The flawed formula Just about everyone on the healthcare side of the situation agrees on the source of the problem - Medicare's Sustainable Growth Rate formula, which is used to calculate the annual update in physician payments. The formula has four variables: medical inflation, enrollee growth, payment changes due to new laws or regulations, and projected growth in gross domestic product.
"Based on the formula, CMS (Centers for Medicare and Medicaid Services) produces a new fee schedule each year," Ms. Edwards says. "Payments can go up or down for individual procedures, but the schedule never stays the same."
Since enacting the sustainability formula, Congress has intervened with annual fixes. Last year it converted a 3 percent cut calculated by the formula to a 1 percent gain. But Ms. Edwards says annual fixes are "getting tougher and tougher, given the country's fiscal problems."

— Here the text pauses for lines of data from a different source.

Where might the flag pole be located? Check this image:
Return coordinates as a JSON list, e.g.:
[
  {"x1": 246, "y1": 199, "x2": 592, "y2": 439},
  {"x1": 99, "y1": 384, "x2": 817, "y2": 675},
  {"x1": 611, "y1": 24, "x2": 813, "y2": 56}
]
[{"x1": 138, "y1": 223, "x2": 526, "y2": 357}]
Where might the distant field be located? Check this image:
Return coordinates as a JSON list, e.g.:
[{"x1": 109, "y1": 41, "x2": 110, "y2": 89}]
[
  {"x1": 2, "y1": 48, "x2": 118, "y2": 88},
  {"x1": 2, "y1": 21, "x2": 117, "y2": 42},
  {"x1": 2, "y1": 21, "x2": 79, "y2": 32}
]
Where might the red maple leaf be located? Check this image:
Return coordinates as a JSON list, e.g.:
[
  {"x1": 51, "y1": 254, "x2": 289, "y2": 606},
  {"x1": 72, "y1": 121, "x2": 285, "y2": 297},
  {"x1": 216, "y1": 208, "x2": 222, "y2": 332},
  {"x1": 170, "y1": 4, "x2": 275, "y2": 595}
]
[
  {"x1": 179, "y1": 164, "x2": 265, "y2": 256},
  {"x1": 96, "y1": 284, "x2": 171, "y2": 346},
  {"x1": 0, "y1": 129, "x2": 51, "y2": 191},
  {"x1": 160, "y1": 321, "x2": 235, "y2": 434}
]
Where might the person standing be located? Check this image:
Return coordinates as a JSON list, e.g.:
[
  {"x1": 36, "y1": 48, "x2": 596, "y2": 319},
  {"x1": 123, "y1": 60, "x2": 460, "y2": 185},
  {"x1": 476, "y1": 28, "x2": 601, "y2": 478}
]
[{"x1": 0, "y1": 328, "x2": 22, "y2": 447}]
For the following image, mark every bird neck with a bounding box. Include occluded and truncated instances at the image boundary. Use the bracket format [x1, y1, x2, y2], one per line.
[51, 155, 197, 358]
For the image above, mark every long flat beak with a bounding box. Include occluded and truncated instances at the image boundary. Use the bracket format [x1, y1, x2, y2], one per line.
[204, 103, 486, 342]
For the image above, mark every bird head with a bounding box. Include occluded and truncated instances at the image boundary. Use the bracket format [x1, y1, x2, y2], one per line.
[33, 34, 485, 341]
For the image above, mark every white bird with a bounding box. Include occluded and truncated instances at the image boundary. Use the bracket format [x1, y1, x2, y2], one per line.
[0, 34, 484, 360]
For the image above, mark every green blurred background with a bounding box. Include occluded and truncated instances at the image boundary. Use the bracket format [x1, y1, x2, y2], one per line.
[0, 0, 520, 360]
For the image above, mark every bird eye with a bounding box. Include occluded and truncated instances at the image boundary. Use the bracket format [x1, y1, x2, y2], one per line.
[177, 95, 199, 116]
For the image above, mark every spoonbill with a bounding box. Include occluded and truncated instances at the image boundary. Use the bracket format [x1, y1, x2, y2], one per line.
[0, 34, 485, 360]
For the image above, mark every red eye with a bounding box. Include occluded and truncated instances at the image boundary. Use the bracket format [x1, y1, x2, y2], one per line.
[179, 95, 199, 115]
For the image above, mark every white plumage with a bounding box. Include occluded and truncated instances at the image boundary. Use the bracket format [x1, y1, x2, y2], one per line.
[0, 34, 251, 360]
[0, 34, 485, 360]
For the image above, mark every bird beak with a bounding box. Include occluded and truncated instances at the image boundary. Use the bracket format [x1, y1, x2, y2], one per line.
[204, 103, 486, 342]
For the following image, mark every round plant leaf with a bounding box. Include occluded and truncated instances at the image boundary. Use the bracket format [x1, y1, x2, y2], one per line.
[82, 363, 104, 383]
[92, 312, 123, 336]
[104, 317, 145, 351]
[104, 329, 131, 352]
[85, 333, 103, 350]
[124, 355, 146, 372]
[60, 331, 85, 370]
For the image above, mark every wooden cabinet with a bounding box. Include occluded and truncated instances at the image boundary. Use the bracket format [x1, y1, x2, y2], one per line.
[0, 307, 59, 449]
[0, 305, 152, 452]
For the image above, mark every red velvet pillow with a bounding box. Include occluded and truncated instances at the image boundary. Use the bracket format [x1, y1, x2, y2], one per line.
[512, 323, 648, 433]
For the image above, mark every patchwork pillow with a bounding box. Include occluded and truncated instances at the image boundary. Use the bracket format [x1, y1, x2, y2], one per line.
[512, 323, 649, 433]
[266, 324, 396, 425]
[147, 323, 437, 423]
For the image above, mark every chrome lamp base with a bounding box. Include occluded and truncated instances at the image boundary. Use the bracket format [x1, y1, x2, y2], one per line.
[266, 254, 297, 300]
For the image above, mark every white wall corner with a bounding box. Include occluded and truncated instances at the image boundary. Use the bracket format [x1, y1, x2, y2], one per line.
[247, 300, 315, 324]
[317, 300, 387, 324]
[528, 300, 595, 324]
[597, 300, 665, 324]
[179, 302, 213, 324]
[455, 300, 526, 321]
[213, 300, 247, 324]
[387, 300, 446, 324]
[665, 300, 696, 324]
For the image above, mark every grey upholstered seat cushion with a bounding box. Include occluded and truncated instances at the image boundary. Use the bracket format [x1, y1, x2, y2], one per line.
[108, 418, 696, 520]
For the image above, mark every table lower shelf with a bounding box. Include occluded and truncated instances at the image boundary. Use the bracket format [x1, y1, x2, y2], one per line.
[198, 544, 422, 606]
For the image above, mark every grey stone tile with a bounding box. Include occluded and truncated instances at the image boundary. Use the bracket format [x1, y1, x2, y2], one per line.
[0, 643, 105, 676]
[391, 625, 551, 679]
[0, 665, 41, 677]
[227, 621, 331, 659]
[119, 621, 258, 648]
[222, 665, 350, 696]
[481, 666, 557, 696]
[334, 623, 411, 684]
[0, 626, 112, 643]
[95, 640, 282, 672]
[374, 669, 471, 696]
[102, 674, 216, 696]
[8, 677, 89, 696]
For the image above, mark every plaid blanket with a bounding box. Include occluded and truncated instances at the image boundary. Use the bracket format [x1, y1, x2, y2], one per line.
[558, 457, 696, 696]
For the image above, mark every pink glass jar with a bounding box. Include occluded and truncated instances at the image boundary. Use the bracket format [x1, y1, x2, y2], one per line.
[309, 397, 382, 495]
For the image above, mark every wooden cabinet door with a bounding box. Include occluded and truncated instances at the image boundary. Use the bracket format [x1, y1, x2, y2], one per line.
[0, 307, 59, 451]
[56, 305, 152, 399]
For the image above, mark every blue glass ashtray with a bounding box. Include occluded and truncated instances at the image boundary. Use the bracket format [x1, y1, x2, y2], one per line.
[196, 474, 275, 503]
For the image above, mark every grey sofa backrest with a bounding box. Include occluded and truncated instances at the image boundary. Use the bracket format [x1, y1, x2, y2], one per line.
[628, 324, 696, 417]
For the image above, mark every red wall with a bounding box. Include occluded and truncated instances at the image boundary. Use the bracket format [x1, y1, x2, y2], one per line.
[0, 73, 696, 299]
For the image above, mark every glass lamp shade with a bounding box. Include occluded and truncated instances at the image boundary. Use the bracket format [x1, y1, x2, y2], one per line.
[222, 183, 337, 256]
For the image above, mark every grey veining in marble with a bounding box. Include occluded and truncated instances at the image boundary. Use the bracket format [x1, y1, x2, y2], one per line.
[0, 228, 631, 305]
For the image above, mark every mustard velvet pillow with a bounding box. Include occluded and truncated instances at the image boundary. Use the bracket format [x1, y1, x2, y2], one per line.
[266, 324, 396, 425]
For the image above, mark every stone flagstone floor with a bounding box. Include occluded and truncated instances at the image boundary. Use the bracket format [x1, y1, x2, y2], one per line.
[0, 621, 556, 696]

Still, she warns, if Congress and the administration fail to address the flawed formula in a meaningful way, many dermatologists may reconsider participating in the program.
Double whammy Medicare premiums also are on the rise.
Total Medicare outlays in 2004 grew 15 percent - 3 percent more than projected. To compensate for the shortfall, the Bush administration also announced a premium hike. Next year seniors will pay 14 percent more, or $89.20 per month. That comes on top of a 17 percent increase in 2005.
CMS administrator Mark McClellan, M.D., Ph.D., attributes adjustments to longer, more intensive doctor consultations; increases in minor medical procedures; and greater use of MRI scans and laboratory tests.
Medicare premiums are automatically deducted from Social Security checks. In 2000, recipients paid, on average, 5 percent of their Social Security income for Medicare. In 2006, the figure will climb to 13 percent.
Dr. Parsons estimates that Medicare patients currently comprise 30 percent to 50 percent of the average derm practice. As baby boomers move into middle age and beyond, that percentage should increase. Additionally, these seniors will have a higher incidence of skin cancer.